Ruthie Blum of the Jerusalem Post has a wonderful interview with filmmaker Simcha Jacobovici, centered around his newest film The Lost Tomb of Jesus (made with James Cameron of Titanic fame). This small excerpt should be interesting for most FM readers:
I grew up in a spiritual, but not observant, home. As a child of Holocaust survivors, a lot of my Jewish identity had to do with reacting to negative things - you know, the Holocaust, terrorism and all that. And I had to ask myself at one point, "If everybody loved us, would there still be a reason to be Jewish?"
That led me to start studying the positive message of Torah. And the more I studied the Torah, the more it made sense to me. But it was a process. It wasn't like I was walking down the street and a lightening bolt flashed before my eyes.
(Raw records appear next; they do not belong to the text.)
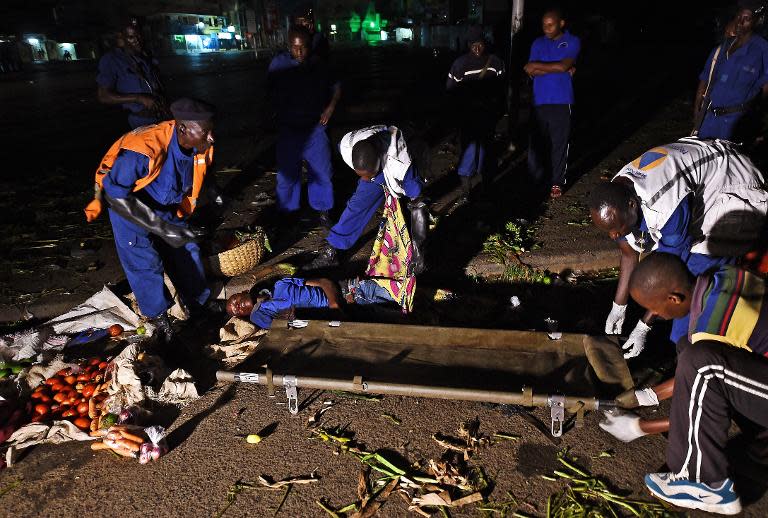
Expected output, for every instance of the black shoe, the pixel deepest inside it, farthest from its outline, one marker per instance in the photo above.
(325, 259)
(211, 307)
(163, 329)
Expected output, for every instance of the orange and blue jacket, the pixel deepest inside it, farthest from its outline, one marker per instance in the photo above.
(152, 142)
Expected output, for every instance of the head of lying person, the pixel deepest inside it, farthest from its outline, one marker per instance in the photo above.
(366, 158)
(662, 284)
(614, 208)
(243, 304)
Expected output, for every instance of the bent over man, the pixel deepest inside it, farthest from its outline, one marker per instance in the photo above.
(700, 200)
(722, 374)
(151, 179)
(379, 156)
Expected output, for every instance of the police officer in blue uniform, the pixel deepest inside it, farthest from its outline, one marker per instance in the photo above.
(729, 92)
(475, 83)
(149, 236)
(551, 65)
(129, 76)
(305, 98)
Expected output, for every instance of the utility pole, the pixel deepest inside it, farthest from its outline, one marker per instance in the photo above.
(515, 24)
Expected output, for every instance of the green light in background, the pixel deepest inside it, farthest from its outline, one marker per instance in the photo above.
(354, 22)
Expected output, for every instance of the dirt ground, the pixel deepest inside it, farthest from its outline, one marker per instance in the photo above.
(208, 453)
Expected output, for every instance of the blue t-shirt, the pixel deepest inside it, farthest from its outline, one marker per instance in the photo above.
(289, 292)
(170, 186)
(300, 91)
(128, 74)
(556, 87)
(740, 77)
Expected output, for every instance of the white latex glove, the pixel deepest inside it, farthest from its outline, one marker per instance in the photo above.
(636, 398)
(636, 341)
(615, 319)
(625, 426)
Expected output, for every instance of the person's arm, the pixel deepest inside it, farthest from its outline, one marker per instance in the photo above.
(330, 288)
(328, 112)
(699, 99)
(654, 426)
(629, 259)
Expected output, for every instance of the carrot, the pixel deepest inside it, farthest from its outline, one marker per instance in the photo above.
(132, 437)
(129, 445)
(124, 452)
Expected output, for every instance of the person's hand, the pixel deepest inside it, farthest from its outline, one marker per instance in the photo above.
(326, 115)
(615, 319)
(636, 341)
(149, 101)
(625, 426)
(636, 398)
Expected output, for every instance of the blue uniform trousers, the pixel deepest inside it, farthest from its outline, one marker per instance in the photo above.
(719, 126)
(313, 146)
(363, 204)
(472, 158)
(144, 258)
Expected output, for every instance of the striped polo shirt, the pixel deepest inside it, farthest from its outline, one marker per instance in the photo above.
(729, 306)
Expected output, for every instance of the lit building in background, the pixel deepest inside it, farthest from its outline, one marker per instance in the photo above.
(184, 33)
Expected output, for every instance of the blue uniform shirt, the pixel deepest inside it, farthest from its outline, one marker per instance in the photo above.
(300, 91)
(128, 74)
(557, 87)
(739, 78)
(170, 186)
(289, 292)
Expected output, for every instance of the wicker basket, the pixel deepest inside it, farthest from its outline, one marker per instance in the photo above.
(238, 260)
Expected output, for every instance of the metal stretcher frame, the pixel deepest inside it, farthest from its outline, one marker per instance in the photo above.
(497, 366)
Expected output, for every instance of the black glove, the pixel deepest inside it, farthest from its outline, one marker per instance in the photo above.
(419, 225)
(136, 211)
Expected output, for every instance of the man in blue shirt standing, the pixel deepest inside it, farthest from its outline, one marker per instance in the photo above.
(305, 98)
(551, 67)
(129, 76)
(731, 87)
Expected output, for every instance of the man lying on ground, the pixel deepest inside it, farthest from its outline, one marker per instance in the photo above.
(722, 372)
(293, 292)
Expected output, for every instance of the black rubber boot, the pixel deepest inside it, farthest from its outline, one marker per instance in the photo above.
(466, 188)
(419, 226)
(324, 220)
(325, 259)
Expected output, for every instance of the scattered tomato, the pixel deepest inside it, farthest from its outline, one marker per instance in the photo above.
(83, 423)
(88, 390)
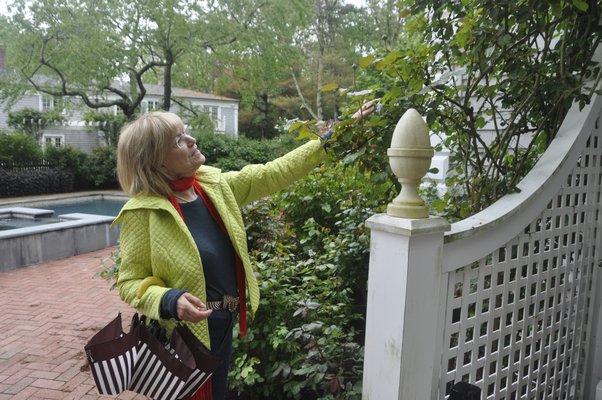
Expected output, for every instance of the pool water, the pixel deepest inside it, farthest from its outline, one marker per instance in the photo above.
(16, 223)
(98, 207)
(110, 207)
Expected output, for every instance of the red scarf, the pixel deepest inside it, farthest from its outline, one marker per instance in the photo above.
(179, 186)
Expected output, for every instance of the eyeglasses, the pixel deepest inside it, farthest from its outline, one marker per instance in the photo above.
(180, 142)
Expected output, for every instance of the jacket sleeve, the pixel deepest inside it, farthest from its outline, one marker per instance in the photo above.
(259, 180)
(136, 265)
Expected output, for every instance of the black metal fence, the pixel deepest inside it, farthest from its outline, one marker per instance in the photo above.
(29, 166)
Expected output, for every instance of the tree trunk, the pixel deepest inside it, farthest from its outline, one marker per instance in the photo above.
(167, 82)
(264, 115)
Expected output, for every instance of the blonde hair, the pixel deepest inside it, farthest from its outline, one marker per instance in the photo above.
(141, 151)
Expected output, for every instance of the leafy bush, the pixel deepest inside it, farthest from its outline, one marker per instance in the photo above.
(34, 182)
(19, 148)
(70, 159)
(310, 248)
(100, 167)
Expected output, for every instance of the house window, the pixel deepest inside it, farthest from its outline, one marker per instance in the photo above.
(49, 102)
(214, 113)
(56, 141)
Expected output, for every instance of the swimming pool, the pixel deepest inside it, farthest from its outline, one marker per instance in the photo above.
(96, 204)
(55, 227)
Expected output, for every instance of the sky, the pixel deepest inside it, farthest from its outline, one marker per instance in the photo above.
(357, 3)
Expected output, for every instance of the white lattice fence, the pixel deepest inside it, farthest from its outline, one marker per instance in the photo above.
(517, 320)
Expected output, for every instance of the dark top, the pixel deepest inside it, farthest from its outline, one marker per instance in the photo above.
(217, 256)
(215, 247)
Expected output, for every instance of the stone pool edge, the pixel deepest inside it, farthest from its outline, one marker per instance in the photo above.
(78, 234)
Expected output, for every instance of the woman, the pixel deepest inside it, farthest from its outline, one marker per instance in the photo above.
(184, 228)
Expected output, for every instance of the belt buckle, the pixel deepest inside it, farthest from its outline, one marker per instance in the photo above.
(229, 302)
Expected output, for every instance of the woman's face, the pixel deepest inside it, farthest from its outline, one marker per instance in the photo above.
(183, 157)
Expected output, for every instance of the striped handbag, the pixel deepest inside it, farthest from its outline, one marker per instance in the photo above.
(140, 362)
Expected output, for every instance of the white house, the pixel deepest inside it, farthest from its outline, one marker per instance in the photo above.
(75, 132)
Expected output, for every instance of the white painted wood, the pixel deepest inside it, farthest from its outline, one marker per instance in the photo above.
(402, 331)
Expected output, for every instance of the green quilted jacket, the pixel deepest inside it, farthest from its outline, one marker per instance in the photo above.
(155, 241)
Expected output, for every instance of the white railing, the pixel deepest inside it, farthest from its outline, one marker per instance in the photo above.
(507, 300)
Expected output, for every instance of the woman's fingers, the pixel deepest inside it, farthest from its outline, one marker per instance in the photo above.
(192, 309)
(366, 109)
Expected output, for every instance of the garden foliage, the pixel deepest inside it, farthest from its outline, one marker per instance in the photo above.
(310, 247)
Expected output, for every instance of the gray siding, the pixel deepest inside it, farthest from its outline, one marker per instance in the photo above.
(230, 117)
(29, 101)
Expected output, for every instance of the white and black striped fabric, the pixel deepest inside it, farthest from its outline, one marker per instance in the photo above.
(137, 361)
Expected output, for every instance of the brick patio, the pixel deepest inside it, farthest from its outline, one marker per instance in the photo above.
(49, 311)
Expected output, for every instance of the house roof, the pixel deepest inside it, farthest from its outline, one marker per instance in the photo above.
(157, 90)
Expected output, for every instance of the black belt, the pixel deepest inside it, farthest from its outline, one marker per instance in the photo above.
(228, 302)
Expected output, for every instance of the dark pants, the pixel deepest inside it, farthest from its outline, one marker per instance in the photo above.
(220, 334)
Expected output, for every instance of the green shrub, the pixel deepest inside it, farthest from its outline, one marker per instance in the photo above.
(69, 159)
(310, 248)
(34, 182)
(19, 148)
(99, 168)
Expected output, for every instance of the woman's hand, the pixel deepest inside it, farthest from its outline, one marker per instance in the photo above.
(366, 109)
(190, 308)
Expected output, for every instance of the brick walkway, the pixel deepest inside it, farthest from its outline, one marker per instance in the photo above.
(48, 312)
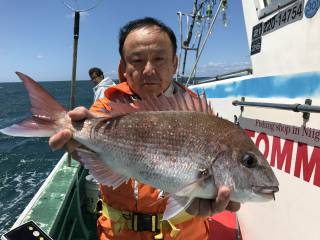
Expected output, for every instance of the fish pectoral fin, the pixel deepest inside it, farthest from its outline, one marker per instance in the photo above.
(175, 205)
(99, 170)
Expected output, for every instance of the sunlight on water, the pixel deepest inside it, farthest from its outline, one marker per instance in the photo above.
(26, 162)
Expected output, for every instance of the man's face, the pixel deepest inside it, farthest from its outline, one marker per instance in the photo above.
(149, 61)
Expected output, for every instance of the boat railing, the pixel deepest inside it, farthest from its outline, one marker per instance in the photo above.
(224, 76)
(296, 107)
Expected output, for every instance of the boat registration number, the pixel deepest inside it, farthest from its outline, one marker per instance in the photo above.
(287, 16)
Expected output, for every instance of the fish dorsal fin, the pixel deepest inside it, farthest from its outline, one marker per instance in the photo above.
(176, 102)
(99, 170)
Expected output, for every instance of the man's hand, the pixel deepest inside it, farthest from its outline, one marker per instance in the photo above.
(209, 207)
(63, 138)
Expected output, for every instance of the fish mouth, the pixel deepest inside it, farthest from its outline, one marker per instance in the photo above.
(265, 191)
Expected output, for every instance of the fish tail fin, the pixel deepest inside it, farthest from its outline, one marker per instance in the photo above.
(46, 113)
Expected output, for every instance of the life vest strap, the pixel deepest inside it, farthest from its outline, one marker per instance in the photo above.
(141, 222)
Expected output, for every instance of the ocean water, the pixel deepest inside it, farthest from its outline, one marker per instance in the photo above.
(26, 162)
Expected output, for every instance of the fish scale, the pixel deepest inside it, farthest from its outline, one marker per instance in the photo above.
(173, 143)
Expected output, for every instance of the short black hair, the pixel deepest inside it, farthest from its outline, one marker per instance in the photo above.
(96, 70)
(145, 22)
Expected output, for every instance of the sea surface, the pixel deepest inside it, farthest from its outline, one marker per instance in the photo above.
(26, 162)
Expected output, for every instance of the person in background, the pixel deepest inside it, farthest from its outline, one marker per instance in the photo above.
(148, 62)
(101, 83)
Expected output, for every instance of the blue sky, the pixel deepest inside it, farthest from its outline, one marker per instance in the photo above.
(36, 37)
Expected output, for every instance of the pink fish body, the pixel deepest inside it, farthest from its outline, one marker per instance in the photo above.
(173, 143)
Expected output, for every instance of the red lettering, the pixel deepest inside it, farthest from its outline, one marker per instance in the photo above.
(308, 167)
(250, 133)
(263, 137)
(282, 156)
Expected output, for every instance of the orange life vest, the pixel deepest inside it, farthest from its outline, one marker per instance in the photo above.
(125, 199)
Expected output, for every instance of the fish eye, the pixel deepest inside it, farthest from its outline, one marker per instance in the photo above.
(249, 161)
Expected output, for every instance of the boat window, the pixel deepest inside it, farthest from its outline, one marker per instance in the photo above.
(267, 7)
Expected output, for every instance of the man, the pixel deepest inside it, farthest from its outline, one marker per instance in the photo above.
(101, 83)
(148, 63)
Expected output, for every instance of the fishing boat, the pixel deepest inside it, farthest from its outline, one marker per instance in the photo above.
(277, 102)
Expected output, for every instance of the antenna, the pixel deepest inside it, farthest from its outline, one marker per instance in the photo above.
(198, 30)
(76, 27)
(77, 10)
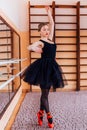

It took about 10 years from the time I started investigating it to the time I would say I became a full-fledged Orthodox Jew. But our first kid was born into a kosher home. So our kids are FFB, as they say - frum from birth.
Isn't being Orthodox hard for you, given the Hollywood kind of lifestyle you lead?
If anything, it's helped me. First of all, when I go on location where there's no kosher food, I eat power bars and lose a little bit of weight. And when I go to places where I insist on kosher food, I find that people are really accommodating and respectful of that. I'll go to big shots in Hollywood and they'll order kosher food and we'll all eat with little plastic knives. People are respectful of my keeping Shabbat as well. It's never happened that I've lost out on something because of it. At the end of the day, if you refuse to compromise, others come around.
The article mentions Simcha's Jewish activism as a student and his early work to rescue Ethiopian Jews (which, by the way, is how we met). Anyway, Simcha has a book out on the Lost Tomb that, he says, cites all the sources. It should be worth checking out for people on both sides of this issue.